Nicholas já havia visto aquilo antes. Sabia que, em poucos segundos, a consciência original seria irrelevante. Bear não era mais um urso. Não era mais nada que pudesse ser definido dentro de um espectro natural de existência.
A pistola já estava em suas mãos.
— Se mexe, Sam, caralho.
Ele o agarrou pelo braço e o puxou para trás.
— Vou tentar atrasar essa merda.
O estrago tinha de ser limpo. Bastante para obliterar aquela sala e tudo o que nela existia sem pôr em risco a estrutura restante. Não podia simplesmente derrubar tudo; a destruição tinha de ser seletiva.
Nicholas examinou o espaço com atenções aos objetos, à disposição dos mesmos e aos materiais abandonados, tudo o que pudesse ser usado a seu favor.
Os seus olhos encontraram o que precisavam.
No fundo da sala, prateleiras cambaleantes seguravam um estoque descuidado de frascos de tinta a óleo, alguns ainda lacrados, outros escorrendo resíduos coloridos pelos gargalos. O cheiro a solvente espalhava-se no ar, entre o mofo e o pó. Glicerina, terebintina, acetona constituem uma combinação altamente inflamável. Bastava uma ignição e o espaço seria transformado num forno.
Com a pistola direcionada para onde queria, disse:
— Adeus, ursinho filho da puta.
O disparo rompeu o ar com um estrondo seco.
A bala atravessou o espaço e perfurou a prateleira no fundo. O impacto fez com que os frascos tombassem em sequência, espatifando-se contra o chão e despejando um banho de líquidos oleosos e viscosos sobre os papéis. Em segundos, o cheiro forte de solventes saturou o ambiente, que ficou pesado com a volatilidade química.

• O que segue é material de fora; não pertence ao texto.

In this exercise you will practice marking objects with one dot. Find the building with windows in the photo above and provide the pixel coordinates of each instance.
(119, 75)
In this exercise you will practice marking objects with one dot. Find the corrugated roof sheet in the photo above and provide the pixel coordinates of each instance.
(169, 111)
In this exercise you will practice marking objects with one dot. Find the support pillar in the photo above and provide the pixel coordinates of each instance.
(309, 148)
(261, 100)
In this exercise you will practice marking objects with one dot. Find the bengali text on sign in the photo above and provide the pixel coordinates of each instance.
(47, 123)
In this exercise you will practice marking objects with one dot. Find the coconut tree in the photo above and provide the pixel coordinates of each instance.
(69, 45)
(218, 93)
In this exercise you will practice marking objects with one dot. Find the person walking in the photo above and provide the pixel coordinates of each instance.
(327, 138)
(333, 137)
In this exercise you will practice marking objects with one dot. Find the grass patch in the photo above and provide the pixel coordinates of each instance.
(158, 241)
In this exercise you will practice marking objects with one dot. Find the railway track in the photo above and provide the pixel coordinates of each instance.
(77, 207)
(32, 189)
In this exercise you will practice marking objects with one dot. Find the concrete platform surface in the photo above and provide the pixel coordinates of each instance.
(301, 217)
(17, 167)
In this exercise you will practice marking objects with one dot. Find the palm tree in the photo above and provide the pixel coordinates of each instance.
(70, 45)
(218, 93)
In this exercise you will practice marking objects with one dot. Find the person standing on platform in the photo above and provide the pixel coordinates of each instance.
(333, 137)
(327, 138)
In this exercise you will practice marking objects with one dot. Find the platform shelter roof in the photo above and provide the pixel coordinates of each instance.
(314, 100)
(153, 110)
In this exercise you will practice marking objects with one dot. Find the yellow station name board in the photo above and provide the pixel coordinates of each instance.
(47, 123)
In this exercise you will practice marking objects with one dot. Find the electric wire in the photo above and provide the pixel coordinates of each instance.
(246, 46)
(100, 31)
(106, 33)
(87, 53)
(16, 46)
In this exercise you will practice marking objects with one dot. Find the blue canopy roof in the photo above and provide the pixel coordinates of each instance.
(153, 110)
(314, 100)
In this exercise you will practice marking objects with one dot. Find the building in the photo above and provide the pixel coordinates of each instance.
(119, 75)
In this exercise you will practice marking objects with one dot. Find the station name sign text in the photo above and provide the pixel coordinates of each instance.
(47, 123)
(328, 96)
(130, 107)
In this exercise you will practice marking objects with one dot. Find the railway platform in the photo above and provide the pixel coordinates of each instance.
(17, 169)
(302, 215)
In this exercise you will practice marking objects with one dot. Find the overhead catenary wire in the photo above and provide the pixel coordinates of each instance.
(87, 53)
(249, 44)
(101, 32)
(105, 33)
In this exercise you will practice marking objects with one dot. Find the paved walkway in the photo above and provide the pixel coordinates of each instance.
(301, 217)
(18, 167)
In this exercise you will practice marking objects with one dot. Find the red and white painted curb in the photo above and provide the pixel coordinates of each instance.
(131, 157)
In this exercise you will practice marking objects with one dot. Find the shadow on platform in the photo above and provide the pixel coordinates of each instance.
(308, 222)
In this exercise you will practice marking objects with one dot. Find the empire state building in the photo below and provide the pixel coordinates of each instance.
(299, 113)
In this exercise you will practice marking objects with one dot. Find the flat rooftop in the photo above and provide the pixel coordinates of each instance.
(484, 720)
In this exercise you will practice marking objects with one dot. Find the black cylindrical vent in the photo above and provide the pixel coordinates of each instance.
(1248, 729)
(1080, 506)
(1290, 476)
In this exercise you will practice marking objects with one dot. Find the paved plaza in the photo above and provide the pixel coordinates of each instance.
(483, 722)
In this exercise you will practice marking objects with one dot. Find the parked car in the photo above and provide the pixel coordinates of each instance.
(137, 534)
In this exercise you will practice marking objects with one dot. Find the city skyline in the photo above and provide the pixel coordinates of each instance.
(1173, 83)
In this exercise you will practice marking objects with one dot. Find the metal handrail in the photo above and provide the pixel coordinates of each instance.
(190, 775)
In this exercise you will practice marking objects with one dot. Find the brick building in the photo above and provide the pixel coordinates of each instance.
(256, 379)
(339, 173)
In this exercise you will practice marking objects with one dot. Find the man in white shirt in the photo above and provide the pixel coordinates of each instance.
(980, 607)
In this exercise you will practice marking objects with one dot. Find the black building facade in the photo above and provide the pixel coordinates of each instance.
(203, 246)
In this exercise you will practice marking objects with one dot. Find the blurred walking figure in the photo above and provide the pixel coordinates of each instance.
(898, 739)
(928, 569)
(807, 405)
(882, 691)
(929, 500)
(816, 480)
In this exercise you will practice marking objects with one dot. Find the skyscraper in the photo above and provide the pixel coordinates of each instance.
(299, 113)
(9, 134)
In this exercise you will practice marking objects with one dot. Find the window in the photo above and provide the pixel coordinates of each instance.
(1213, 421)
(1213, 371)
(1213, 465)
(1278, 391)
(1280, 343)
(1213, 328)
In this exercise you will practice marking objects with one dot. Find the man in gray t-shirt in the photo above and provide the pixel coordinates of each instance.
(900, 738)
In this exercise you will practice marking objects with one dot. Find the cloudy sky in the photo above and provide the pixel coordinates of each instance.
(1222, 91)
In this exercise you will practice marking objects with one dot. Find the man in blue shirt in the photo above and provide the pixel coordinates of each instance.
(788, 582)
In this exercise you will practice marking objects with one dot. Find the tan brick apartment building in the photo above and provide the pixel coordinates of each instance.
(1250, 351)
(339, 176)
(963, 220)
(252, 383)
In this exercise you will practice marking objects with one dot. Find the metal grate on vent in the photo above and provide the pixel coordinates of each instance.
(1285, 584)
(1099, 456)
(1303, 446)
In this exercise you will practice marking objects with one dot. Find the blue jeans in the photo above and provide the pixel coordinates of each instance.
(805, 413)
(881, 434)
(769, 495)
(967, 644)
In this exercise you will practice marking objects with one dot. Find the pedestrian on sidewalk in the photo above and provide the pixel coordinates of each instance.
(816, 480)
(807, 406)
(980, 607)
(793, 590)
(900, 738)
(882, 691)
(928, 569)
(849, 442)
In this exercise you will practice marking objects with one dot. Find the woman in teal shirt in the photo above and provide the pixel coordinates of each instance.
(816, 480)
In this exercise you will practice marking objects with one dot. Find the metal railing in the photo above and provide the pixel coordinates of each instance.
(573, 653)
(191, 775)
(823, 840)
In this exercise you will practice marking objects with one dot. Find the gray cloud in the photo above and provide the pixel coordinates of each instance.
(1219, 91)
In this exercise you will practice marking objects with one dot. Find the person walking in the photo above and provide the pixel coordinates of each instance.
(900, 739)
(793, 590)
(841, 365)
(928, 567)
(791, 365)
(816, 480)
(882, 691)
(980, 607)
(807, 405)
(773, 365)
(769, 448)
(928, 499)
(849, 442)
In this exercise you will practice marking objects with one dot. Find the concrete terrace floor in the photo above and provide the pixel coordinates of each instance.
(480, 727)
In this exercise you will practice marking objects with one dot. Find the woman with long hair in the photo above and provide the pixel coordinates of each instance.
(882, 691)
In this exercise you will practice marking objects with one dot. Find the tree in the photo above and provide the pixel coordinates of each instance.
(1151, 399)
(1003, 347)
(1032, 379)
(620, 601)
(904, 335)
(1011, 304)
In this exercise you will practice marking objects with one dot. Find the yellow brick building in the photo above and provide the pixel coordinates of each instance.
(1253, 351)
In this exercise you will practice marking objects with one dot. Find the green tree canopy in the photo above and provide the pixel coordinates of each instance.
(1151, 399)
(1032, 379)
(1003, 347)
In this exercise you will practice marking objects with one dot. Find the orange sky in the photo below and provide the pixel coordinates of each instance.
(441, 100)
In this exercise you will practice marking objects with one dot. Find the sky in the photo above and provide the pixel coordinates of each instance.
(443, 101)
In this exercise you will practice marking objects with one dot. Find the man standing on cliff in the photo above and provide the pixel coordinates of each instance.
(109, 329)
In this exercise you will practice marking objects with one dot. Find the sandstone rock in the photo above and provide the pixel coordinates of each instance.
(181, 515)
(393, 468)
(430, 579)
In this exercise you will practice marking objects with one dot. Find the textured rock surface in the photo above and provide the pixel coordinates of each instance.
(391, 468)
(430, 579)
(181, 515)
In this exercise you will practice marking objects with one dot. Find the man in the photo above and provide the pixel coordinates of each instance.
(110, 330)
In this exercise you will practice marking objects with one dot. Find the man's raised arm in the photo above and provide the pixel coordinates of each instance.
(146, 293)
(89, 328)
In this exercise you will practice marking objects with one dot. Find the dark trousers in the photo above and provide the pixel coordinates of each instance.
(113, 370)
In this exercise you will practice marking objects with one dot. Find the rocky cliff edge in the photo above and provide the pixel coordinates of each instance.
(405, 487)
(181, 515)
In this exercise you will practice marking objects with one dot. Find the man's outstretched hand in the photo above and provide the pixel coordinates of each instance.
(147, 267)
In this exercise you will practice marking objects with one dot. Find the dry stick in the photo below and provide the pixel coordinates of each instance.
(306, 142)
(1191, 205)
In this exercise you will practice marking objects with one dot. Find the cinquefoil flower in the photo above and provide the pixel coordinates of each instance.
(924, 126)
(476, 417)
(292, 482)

O segundo disparo aconteceu logo a seguir. Desta vez, Nicholas apontou à luminária antiga que estava presa à parede. O projétil acertou no vidro, que explodiu em cacos, e espalhou fagulhas que caíram numa poça crescente de substâncias inflamáveis.
O efeito foi imediato.
Nicholas não esperou para ver a explosão. Agarrou Sam pelo braço e lançou-se para fora da sala, martelando as botas contra o chão enquanto os vapores incendiários entravam em combustão atrás deles.
Uma fração de segundo depois, todo o ar foi sugado para o epicentro do incêndio. O colapso atmosférico puxou tudo para dentro, criando um vácuo súbito antes da onda de choque se expandir para fora.
A detonação veio como um trovão.
O corredor iluminou-se com o clarão incandescente. O calor atingiu-os em uma parede ardente, lamberam-lhes as costas com um abraço feroz, vaporizando qualquer resquício de ar frio ao redor. As vibrações percorreram o chão, deslocando tábuas soltas, espalhando detritos pelo espaço confinado.
Eles viraram a esquina e ficaram atrás de uma pilha de equipamentos abandonados. Nicholas expirou lentamente, com um ligeiro sabor a fumo a impregnar-lhe a garganta.
— Mephistos nunca mudam.
O fogo estalava além da curva, devorando os restos do que um dia foi.
Sam permaneceu no chão, imóvel, os olhos presos à incandescência do desastre que deixaram para trás.
— Isso foi… maluquice.
O agente lançou-lhe um olhar de soslaio. O rapaz tremia, os seus músculos estavam tensos, a respiração pesada, mas os seus olhos refletiam um brilho que ele reconhecia bem. O tipo de olhar de quem sobreviveu ao impossível e percebeu, talvez pela primeira vez, que não deveria estar vivo.
— Deixa de frescura, você também tá nisso agora. — Ajeitou a postura e verificou o carregador da arma. — Cadê Emilly? Eu quero colocar um fim nisso.